Choi Jang Wook, Flood Amar H, Steuerman David W, Nygaard Sune, Braunschweig Adam B, Moonen Nicolle N P, Laursen Bo W, Luo Yi, DeIonno Erica, Peters Andrea J, Jeppesen Jan O, Xu Ke, Stoddart J Fraser, Heath James R
Division of Chemistry and Chemical Engineering (127-72), California Institute of Technology, 1200 E. California Blvd. Pasadena, CA 91125, USA.
Chemistry. 2005 Dec 16;12(1):261-79. doi: 10.1002/chem.200500934.
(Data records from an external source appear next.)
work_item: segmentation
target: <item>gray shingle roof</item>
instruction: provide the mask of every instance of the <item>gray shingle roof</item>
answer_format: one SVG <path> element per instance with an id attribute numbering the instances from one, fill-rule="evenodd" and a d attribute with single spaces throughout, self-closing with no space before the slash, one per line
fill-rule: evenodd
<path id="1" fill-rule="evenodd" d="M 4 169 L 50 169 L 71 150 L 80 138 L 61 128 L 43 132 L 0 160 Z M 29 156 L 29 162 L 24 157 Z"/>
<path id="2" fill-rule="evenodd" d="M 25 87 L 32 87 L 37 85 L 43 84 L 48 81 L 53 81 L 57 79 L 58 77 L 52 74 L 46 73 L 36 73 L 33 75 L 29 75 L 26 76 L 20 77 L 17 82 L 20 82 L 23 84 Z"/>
We report on the kinetics and ground-state thermodynamics associated with electrochemically driven molecular mechanical switching of three bistable [2]rotaxanes in acetonitrile solution, polymer electrolyte gels, and molecular-switch tunnel junctions (MSTJs). For all rotaxanes a pi-electron-deficient cyclobis(paraquat-p-phenylene) (CBPQT4+) ring component encircles one of two recognition sites within a dumbbell component. Two rotaxanes (RATTF4+ and RTTF4+) contain tetrathiafulvalene (TTF) and 1,5-dioxynaphthalene (DNP) recognition units, but different hydrophilic stoppers. For these rotaxanes, the CBPQT4+ ring encircles predominantly (>90 %) the TTF unit at equilibrium, and this equilibrium is relatively temperature independent. In the third rotaxane (RBPTTF4+), the TTF unit is replaced by a pi-extended analogue (a bispyrrolotetrathiafulvalene (BPTTF) unit), and the CBPQT4+ ring encircles almost equally both recognition sites at equilibrium. This equilibrium exhibits strong temperature dependence. These thermodynamic differences were rationalized by reference to binding constants obtained by isothermal titration calorimetry for the complexation of model guests by the CBPQT4+ host in acetonitrile. For all bistable rotaxanes, oxidation of the TTF (BPTTF) unit is accompanied by movement of the CBPQT4+ ring to the DNP site. Reduction back to TTF0 (BPTTF0) is followed by relaxation to the equilibrium distribution of translational isomers. The relaxation kinetics are strongly environmentally dependent, yet consistent with a single electromechanical-switching mechanism in acetonitrile, polymer electrolyte gels, and MSTJs. The ground-state equilibrium properties of all three bistable [2]rotaxanes were reflective of molecular structure in all environments. These results provide direct evidence for the control by molecular structure of the electronic properties exhibited by the MSTJs.
我们报告了与三种双稳态[2]轮烷在乙腈溶液、聚合物电解质凝胶和分子开关隧道结(MSTJ)中电化学驱动的分子机械开关相关的动力学和基态热力学。对于所有轮烷,一个缺π电子的环双(百草枯 - 对亚苯基)(CBPQT4 +)环组分环绕着哑铃状组分内的两个识别位点之一。两个轮烷(RATTF4 +和RTTF4 +)包含四硫富瓦烯(TTF)和1,5 - 二氧萘(DNP)识别单元,但具有不同的亲水性封端基团。对于这些轮烷,CBPQT4 +环在平衡时主要(> 90%)环绕TTF单元,并且该平衡相对与温度无关。在第三个轮烷(RBPTTF4 +)中,TTF单元被一个π扩展类似物(双吡咯并四硫富瓦烯(BPTTF)单元)取代,并且CBPQT4 +环在平衡时几乎同等程度地环绕两个识别位点。该平衡表现出强烈的温度依赖性。通过参考等温滴定量热法获得的CBPQT4 +主体在乙腈中与模型客体络合的结合常数,对这些热力学差异进行了合理化解释。对于所有双稳态轮烷,TTF(BPTTF)单元的氧化伴随着CBPQT4 +环向DNP位点的移动。还原回TTF0(BPTTF0)后接着松弛到平移异构体的平衡分布。松弛动力学强烈依赖于环境,但与乙腈、聚合物电解质凝胶和MSTJ中的单一机电开关机制一致。所有三种双稳态[2]轮烷的基态平衡性质在所有环境中都反映了分子结构。这些结果为通过分子结构控制MSTJ表现出的电子性质提供了直接证据。